O EMISSOR entrevistou Manuel Guimarães, que prontamente nos contou como tudo aconteceu e, como hoje, lida com a situação e com a vida.

EMISSOR: Na tragédia Entre-os-Rios, quais foram os familiares que o Manuel perdeu?

Manuel Guimarães (MG): Foi um tio, uma tia, o meu filho e a namorada.

EMISSOR: Na altura, quando soube o que tinha acontecido, como é que reagiu?

MG: Foi um domingo, por acaso era um dia que estava a chover bastante e eu estava a descansar. Tinha-me deitado um bocado, como ao fim de semana trabalho bastante. Nisto a minha esposa, às 9h e tal da noite, disse “olha que caiu a ponte e eu não sei dos nossos filhos”.

O Fernando veio mais cedo, que é o meu mais velho. Veio mais cedo porque namorava do lado da capela, pertencente a Penafiel. Veio mais cedo porque se sentiu mal. Isto já é o destino.

Faltava a minha filha, o meu genro e o meu filho. A ponte caiu e não conseguia entrar em contacto com nenhum. “Queira Deus que eles não estejam envolvidos na tragédia”, disse a minha esposa e eu fiquei um bocado sarapantado e disse (para a mulher) “tem calma, não estejas a ferver em pouca água”.

Liguei para ele e ele não me atendia. Liguei para todos, não atendiam porque, entretanto, foi tudo cortado, as comunicações foram cortadas. Então fui a casa dele, que ele vivia aqui perto de nós, e eles (filho e a nora) não estavam. Tinham as janelas abertas e, com o tempo de chuva, eu disse “Alto! Aqui aconteceu alguma coisa”.

Mas como ela à segunda-feira de manhã ia para o Porto eu pensei, como estava o tempo mau, que às tantas foi levá-la ao Porto e até ficariam por lá.

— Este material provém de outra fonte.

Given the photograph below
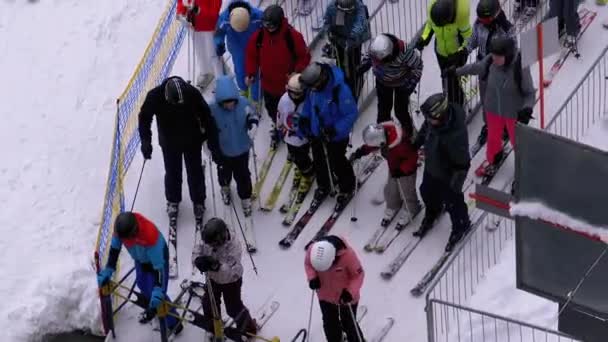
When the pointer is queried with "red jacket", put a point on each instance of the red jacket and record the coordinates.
(209, 12)
(347, 273)
(402, 157)
(275, 59)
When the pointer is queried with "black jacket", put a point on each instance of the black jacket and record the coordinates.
(179, 126)
(446, 148)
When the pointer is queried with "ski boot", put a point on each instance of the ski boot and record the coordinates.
(172, 209)
(246, 204)
(388, 217)
(225, 193)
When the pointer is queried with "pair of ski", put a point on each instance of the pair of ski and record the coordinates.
(291, 237)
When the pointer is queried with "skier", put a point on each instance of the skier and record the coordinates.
(449, 21)
(509, 96)
(327, 118)
(398, 71)
(149, 251)
(335, 272)
(235, 127)
(347, 26)
(274, 52)
(182, 119)
(202, 16)
(298, 148)
(568, 20)
(219, 256)
(491, 22)
(395, 144)
(447, 161)
(234, 28)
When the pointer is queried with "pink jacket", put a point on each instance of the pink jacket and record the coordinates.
(347, 273)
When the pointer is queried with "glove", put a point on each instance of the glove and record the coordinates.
(328, 133)
(252, 130)
(346, 297)
(156, 298)
(104, 276)
(314, 284)
(525, 115)
(206, 263)
(146, 150)
(220, 50)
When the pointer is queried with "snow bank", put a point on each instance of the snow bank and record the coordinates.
(537, 210)
(64, 63)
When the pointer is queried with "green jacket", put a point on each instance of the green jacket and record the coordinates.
(452, 37)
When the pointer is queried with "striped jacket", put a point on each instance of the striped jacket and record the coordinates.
(482, 34)
(403, 68)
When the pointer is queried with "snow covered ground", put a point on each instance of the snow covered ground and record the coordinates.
(64, 63)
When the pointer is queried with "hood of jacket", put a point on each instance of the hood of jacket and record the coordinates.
(226, 89)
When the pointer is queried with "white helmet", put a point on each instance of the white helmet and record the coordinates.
(239, 19)
(381, 47)
(294, 84)
(373, 135)
(322, 255)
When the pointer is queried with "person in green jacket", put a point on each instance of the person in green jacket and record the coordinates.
(449, 21)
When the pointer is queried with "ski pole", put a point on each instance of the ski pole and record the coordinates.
(141, 173)
(355, 324)
(312, 299)
(331, 178)
(255, 269)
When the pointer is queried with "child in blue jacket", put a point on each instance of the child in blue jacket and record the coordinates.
(234, 124)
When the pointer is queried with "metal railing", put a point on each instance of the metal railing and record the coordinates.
(470, 325)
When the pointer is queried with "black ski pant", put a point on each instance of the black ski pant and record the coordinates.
(399, 97)
(451, 83)
(339, 164)
(271, 102)
(566, 12)
(237, 167)
(349, 60)
(235, 308)
(436, 194)
(338, 319)
(300, 155)
(172, 158)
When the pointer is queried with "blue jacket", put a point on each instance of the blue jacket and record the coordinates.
(355, 30)
(236, 41)
(322, 111)
(230, 136)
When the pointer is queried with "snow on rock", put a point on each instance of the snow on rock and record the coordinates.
(537, 210)
(64, 63)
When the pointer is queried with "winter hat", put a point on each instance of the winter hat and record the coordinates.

Mas não deixariam as janelas abertas.

Vim a casa e disse à esposa “olha que as janelas estavam abertas, alguma coisa se passará, eu vou lá baixo a Raiva num instante”, que era a terra da rapariga, a minha nora. Fui lá abaixo, chamei pelos pais, veio uma irmã, a Célia, e eu perguntei “a tua irmã não esteve cá?” e ela respondeu “ela de tarde foi com o Paulo ao Porto, de resto não os vi mais”.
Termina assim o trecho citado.